Rarissimo terremoto “boomerang” osservato lungo la linea di faglia dell’Oceano Atlantico


Immagine ricostruita della zona di frattura.

Gli scienziati hanno rintracciato per la prima volta un terremoto “boomerang” nell’oceano, fornendo indizi su come possano causare devastazioni sulla terraferma.


I terremoti si verificano quando le rocce si rompono improvvisamente su una faglia – un confine tra due blocchi o placche. Durante i grandi terremoti, la rottura della roccia può propagarsi lungo la linea di faglia. Ora, un team internazionale di ricercatori ha registrato un terremoto “boomerang”, in cui la frattura si diffonde inizialmente lontano dalla rottura iniziale, ma poi gira e corre indietro dall’altra parte a velocità più elevate.

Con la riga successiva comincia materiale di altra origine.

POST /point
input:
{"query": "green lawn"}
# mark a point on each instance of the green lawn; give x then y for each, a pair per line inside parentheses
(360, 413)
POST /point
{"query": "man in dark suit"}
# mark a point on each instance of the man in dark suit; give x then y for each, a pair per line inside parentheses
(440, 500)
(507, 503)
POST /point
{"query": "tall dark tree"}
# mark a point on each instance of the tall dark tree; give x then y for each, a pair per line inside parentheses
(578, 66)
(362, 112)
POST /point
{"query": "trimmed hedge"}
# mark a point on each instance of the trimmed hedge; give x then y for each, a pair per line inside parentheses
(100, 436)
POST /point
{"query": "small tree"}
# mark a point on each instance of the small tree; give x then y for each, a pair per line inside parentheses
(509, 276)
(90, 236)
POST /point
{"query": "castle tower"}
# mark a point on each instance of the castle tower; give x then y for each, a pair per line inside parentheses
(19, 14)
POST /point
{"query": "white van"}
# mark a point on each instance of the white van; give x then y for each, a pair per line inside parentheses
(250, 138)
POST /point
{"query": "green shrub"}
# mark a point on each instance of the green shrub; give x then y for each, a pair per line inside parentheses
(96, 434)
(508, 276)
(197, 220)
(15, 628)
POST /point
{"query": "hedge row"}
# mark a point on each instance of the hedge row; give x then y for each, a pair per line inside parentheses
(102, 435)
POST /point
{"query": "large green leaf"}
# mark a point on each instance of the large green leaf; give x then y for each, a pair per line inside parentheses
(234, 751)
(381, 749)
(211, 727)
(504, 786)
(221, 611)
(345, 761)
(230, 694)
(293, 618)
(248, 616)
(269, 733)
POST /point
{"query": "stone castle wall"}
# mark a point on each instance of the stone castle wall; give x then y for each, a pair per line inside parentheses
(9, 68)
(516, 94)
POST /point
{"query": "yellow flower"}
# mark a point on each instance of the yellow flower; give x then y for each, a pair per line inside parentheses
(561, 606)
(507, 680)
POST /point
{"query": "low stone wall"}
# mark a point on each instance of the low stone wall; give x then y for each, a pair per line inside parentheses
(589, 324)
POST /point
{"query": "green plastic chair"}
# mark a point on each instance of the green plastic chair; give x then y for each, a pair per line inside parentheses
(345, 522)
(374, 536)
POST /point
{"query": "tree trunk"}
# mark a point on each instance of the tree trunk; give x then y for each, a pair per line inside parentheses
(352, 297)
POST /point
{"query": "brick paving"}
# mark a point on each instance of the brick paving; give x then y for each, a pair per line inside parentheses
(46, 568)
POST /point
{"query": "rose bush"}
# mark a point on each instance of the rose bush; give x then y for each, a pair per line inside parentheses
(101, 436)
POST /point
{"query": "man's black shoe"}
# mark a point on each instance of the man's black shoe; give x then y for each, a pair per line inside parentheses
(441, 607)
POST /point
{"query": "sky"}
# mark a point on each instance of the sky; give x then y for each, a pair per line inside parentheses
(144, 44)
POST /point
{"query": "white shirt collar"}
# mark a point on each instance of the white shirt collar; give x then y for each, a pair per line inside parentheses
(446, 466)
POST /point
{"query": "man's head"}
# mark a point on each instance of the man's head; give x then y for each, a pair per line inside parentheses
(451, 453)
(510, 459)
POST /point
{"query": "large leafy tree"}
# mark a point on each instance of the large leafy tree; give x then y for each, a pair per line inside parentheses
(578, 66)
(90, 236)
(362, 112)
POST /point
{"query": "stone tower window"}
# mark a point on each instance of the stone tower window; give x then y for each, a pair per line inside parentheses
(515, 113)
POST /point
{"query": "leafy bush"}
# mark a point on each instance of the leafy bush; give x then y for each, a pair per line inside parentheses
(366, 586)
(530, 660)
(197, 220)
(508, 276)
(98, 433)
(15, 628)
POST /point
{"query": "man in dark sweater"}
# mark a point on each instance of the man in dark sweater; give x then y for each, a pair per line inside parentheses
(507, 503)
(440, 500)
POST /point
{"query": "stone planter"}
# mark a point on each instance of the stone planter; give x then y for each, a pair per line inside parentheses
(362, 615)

La forza e la durata della frattura lungo una faglia influisce sul terreno che si scuote in superficie e può danneggiare gli edifici o creare tsunami. In definitiva, conoscere i meccanismi di come le faglie si rompono e la fisica coinvolta aiuterà i ricercatori a creare modelli e previsioni migliori di futuri terremoti, e potrebbe informare i sistemi di allerta precoce dei terremoti.

Il team, guidato da scienziati dell’Università di Southampton e dell’Imperial College di Londra, riferisce i risultati ottenuti oggi in Nature Geoscience.

Mentre i terremoti di grandi dimensioni (magnitudo 7 o superiore) si verificano sulla terraferma e sono stati misurati da reti di monitor (sismometri) nelle vicinanze, questi terremoti spesso innescano movimenti lungo complesse reti di faglie, come una serie di domino. Ciò rende difficile rintracciare i meccanismi sottostanti di come si verifica questo “slittamento sismico”.

Sotto l’oceano, molti tipi di faglie hanno forme semplici, quindi offrono la possibilità di passare sotto il cofano del “motore sismico”. Tuttavia, sono lontani da grandi reti di sismometri a terra. Il team si è avvalso di una nuova rete di sismometri subacquei per monitorare la zona di frattura della Romanche, una linea di faglia che si estende per 900 km sotto l’Atlantico vicino all’equatore.

Nel 2016, hanno registrato un terremoto di magnitudo 7,1 lungo la zona di frattura della Romanche e hanno seguito la frattura lungo la faglia. Questo ha rivelato che inizialmente la frattura ha viaggiato in una direzione prima di girare a metà del terremoto e rompere la “barriera del suono sismico”, diventando un terremoto ultra-veloce.

Solo una manciata di questi terremoti sono stati registrati a livello globale. Il team ritiene che la prima fase della frattura sia stata cruciale nel provocare la seconda fase, che è scivolata rapidamente.

Il primo autore dello studio, il dottor Stephen Hicks, del Dipartimento di Scienze della Terra e Ingegneria Imperiale, ha detto: “Mentre gli scienziati hanno scoperto che un tale meccanismo di rottura inversa è possibile a partire da modelli teorici, il nostro nuovo studio fornisce alcune delle prove più chiare di questo enigmatico meccanismo che si verifica in una vera e propria faglia.

“Anche se la struttura della faglia sembra semplice, il modo in cui il terremoto è cresciuto non lo è stato, e questo è stato completamente opposto a come ci aspettavamo che fosse il terremoto prima di iniziare ad analizzare i dati”.

Tuttavia, il team dice che se simili tipi di terremoti di inversione o boomerang possono verificarsi sulla terraferma, una frattura sismica che gira a metà di un terremoto potrebbe influenzare drammaticamente la quantità di scuotimento del terreno causato.

Data la mancanza di prove di osservazione prima d’ora, questo meccanismo non è stato tenuto in considerazione nella modellazione degli scenari sismici e nelle valutazioni dei rischi derivanti da tali terremoti. Il tracciamento dettagliato del terremoto boomerang potrebbe consentire ai ricercatori di trovare modelli simili in altri terremoti e di aggiungere nuovi scenari nella loro modellazione e migliorare le previsioni degli impatti sismici.

La rete di sismometri per i fondali oceanici utilizzata faceva parte dei progetti PI-LAB ed EUROLAB, un esperimento da un milione di dollari finanziato dal Natural Environment Research Council nel Regno Unito, dall’European Research Council e dalla National Science Foundation negli Stati Uniti.